Grandma Mallory would have scoffed at my idea of making protein-packed muffins that could serve as a breakfast by itself. After all, in her day, breakfast had to be more than a couple of muffins–the men worked all day in the fields and women cooked, cleaned, laundered and gardened. For her, muffins were something to make out of white flour and white sugar as an alternative to the usual biscuits, and served alongside country ham or bacon, fried eggs, and fried potatoes (hash browns would have been “too fancy”).

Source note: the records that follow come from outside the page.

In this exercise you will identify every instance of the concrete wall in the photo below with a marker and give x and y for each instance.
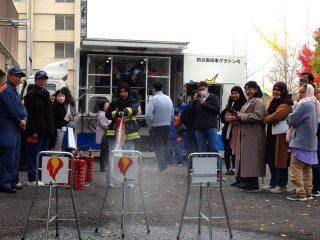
(41, 14)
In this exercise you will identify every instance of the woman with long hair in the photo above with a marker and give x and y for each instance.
(235, 103)
(277, 157)
(250, 163)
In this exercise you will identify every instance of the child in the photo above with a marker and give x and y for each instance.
(176, 139)
(101, 137)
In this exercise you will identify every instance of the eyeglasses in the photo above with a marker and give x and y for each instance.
(249, 89)
(303, 81)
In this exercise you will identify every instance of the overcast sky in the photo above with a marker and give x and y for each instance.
(212, 27)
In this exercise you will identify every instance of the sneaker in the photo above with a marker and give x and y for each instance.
(279, 189)
(309, 197)
(267, 187)
(296, 197)
(234, 184)
(40, 184)
(230, 172)
(18, 186)
(250, 188)
(316, 193)
(130, 185)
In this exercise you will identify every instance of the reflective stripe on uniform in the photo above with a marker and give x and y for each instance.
(132, 136)
(128, 118)
(3, 87)
(113, 114)
(129, 111)
(111, 132)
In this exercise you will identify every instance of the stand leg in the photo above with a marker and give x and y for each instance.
(226, 211)
(123, 206)
(48, 212)
(75, 212)
(29, 213)
(209, 210)
(183, 211)
(144, 209)
(101, 209)
(57, 211)
(199, 213)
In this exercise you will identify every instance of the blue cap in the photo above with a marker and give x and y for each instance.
(41, 74)
(16, 71)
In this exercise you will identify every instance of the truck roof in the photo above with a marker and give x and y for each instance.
(116, 45)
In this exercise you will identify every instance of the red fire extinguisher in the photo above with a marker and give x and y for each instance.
(120, 133)
(78, 173)
(90, 167)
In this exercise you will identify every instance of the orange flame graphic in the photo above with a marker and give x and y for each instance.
(124, 164)
(53, 166)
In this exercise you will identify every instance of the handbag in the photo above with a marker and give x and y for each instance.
(71, 141)
(181, 128)
(289, 135)
(280, 128)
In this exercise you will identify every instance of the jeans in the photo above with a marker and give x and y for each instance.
(9, 163)
(301, 177)
(279, 176)
(316, 172)
(159, 138)
(32, 150)
(175, 149)
(207, 141)
(227, 155)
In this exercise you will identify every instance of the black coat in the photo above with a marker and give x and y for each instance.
(40, 117)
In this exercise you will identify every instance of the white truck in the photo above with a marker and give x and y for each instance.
(103, 63)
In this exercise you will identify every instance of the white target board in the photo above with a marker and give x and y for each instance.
(124, 167)
(204, 169)
(55, 169)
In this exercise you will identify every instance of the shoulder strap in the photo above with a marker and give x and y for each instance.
(3, 87)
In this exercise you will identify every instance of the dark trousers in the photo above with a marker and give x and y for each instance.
(227, 154)
(9, 163)
(104, 153)
(250, 181)
(159, 139)
(32, 150)
(316, 172)
(279, 176)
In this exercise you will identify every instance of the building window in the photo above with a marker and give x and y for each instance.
(64, 22)
(64, 0)
(64, 50)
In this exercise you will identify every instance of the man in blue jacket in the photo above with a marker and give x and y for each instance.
(13, 118)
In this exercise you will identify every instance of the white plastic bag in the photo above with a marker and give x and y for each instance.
(71, 143)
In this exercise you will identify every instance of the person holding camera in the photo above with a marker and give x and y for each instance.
(205, 110)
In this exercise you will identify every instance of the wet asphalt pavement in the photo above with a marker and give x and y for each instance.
(253, 215)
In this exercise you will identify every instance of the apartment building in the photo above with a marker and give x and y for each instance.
(8, 38)
(55, 27)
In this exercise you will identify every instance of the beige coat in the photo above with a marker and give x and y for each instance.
(251, 140)
(281, 145)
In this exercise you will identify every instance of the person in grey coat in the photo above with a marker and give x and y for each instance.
(158, 116)
(303, 144)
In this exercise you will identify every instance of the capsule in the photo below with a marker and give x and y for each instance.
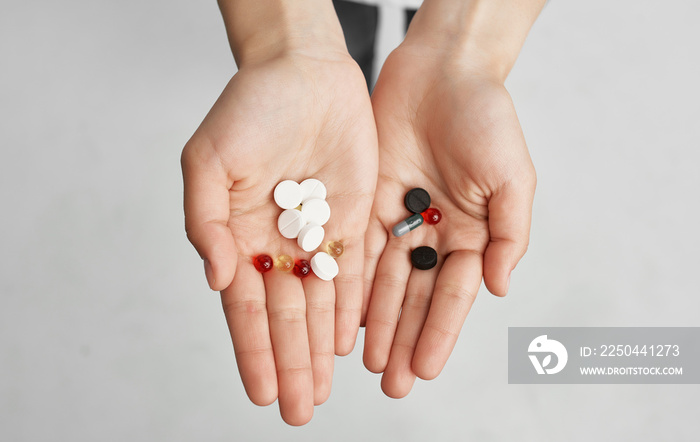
(407, 225)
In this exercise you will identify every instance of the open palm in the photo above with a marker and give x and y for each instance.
(292, 117)
(454, 132)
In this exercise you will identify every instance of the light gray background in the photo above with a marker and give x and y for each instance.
(107, 329)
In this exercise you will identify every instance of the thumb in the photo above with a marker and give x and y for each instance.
(510, 212)
(207, 213)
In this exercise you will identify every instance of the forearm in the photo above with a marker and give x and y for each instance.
(260, 29)
(487, 34)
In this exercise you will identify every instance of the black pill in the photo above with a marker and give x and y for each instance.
(417, 200)
(424, 258)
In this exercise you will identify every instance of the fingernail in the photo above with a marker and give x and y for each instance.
(209, 273)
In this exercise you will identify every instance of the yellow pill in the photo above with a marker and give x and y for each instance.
(335, 248)
(284, 263)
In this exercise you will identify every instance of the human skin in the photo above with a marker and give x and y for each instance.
(447, 124)
(297, 108)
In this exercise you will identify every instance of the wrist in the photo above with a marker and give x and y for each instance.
(482, 36)
(259, 31)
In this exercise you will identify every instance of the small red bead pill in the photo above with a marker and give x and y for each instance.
(432, 216)
(263, 263)
(302, 268)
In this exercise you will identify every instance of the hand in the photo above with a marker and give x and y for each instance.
(293, 116)
(452, 130)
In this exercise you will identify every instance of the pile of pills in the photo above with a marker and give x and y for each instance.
(305, 211)
(418, 201)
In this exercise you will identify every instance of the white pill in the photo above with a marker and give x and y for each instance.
(312, 188)
(310, 237)
(288, 194)
(324, 266)
(290, 223)
(316, 211)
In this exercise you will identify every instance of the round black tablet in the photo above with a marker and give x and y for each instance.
(424, 258)
(417, 200)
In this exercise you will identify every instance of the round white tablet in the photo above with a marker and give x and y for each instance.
(310, 237)
(288, 194)
(290, 223)
(324, 266)
(312, 188)
(316, 211)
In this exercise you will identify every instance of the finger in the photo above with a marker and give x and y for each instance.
(510, 212)
(375, 241)
(348, 289)
(320, 321)
(398, 377)
(206, 197)
(455, 290)
(286, 309)
(387, 296)
(246, 315)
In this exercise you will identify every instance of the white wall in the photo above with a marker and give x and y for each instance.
(107, 329)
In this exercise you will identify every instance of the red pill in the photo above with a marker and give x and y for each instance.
(263, 263)
(432, 216)
(302, 268)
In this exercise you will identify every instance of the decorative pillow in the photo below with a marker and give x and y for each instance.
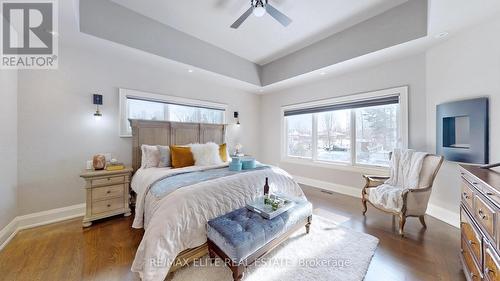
(150, 156)
(164, 156)
(223, 152)
(206, 154)
(181, 156)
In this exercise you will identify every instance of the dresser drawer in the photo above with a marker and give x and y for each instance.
(108, 180)
(471, 268)
(107, 192)
(467, 194)
(485, 215)
(471, 236)
(491, 264)
(105, 206)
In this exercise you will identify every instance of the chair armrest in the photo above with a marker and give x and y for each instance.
(374, 181)
(421, 189)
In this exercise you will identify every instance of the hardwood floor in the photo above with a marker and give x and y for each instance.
(65, 251)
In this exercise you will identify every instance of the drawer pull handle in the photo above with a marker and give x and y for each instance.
(482, 215)
(490, 271)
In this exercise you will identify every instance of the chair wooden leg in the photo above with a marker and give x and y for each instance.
(402, 221)
(237, 272)
(422, 221)
(308, 224)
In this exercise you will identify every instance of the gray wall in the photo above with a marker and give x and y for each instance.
(57, 133)
(409, 71)
(8, 146)
(401, 24)
(466, 66)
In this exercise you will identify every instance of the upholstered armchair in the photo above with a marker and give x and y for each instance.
(414, 201)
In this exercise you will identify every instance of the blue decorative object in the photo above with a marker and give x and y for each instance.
(463, 131)
(235, 166)
(97, 99)
(249, 164)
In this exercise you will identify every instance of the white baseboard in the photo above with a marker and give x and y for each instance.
(440, 213)
(37, 219)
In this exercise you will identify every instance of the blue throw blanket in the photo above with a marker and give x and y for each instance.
(168, 185)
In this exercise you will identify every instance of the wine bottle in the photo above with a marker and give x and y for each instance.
(266, 187)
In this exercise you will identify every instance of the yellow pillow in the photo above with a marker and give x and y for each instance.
(223, 152)
(181, 156)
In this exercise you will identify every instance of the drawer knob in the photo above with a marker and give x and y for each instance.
(481, 214)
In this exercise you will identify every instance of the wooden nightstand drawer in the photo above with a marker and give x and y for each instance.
(111, 180)
(485, 214)
(107, 192)
(471, 268)
(105, 206)
(471, 236)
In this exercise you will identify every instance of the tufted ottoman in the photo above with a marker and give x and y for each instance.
(242, 236)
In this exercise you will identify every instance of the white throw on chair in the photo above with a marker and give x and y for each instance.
(407, 191)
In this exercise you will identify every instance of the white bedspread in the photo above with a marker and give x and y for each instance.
(405, 173)
(177, 221)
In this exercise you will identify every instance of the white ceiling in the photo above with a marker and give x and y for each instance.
(444, 15)
(260, 40)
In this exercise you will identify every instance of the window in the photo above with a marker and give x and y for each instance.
(299, 135)
(357, 130)
(146, 106)
(334, 136)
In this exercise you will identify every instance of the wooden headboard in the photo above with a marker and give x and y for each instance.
(171, 133)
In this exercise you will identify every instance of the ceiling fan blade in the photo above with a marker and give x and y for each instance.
(277, 15)
(241, 19)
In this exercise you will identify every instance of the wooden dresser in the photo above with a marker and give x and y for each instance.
(107, 194)
(480, 223)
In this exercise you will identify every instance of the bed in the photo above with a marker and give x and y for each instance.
(174, 219)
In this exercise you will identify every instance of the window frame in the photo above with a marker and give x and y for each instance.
(402, 92)
(125, 94)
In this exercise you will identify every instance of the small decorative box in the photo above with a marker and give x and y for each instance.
(235, 166)
(249, 164)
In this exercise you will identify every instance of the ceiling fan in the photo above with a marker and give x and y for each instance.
(259, 8)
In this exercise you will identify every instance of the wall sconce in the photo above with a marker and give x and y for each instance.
(237, 117)
(97, 101)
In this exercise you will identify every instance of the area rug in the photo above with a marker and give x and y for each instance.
(329, 252)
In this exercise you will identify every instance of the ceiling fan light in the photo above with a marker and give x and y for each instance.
(259, 11)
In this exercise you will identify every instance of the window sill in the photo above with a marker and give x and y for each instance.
(338, 166)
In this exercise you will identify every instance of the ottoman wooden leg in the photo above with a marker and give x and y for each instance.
(237, 272)
(212, 256)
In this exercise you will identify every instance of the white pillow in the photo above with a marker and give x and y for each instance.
(165, 160)
(150, 156)
(205, 154)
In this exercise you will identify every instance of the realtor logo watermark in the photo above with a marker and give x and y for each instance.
(29, 34)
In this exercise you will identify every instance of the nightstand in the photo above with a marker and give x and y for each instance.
(107, 194)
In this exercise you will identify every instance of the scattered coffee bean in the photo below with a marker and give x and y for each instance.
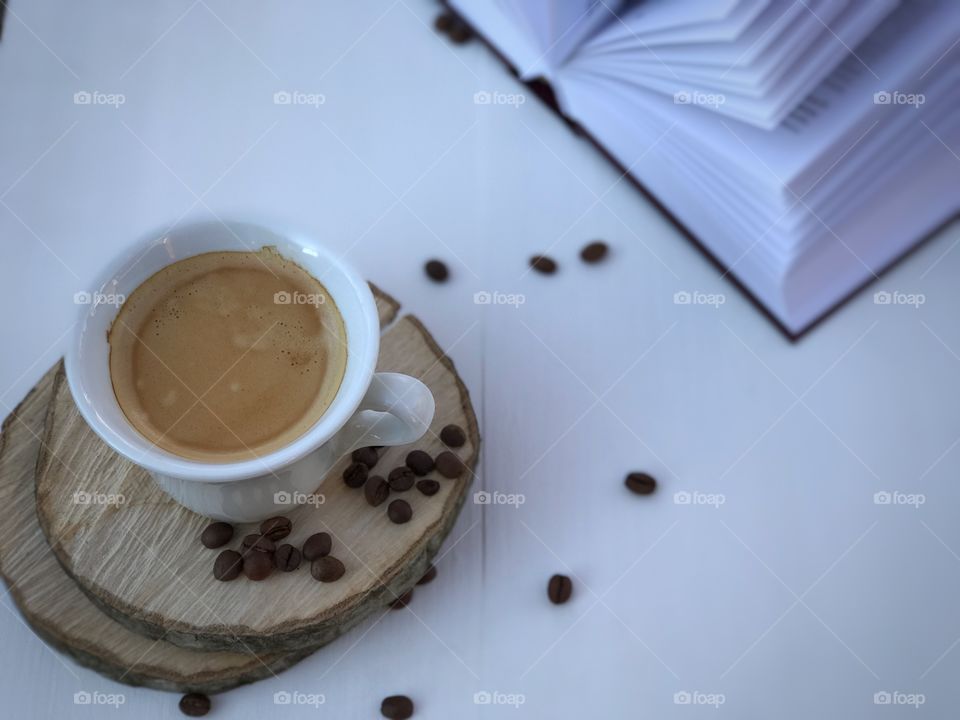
(368, 456)
(402, 601)
(428, 576)
(228, 565)
(287, 558)
(420, 462)
(276, 528)
(449, 465)
(259, 543)
(543, 264)
(397, 707)
(376, 490)
(399, 511)
(194, 705)
(453, 436)
(428, 487)
(317, 545)
(559, 589)
(594, 252)
(401, 479)
(356, 475)
(443, 22)
(327, 569)
(436, 270)
(216, 535)
(257, 565)
(640, 483)
(459, 31)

But those folk didn’t have to rush out to the fields or the garden by a specific time, like us modern workers who have to punch in or be there on the computer by 8:30 or whatever. Breakfast is a challenge for me–I don’t want to eat early but I don’t want to skip it. Some days instant oatmeal will work, and even I get tired of one of my favorite foods, Kellogg’s brand Pop-Tarts (there goes my reputation).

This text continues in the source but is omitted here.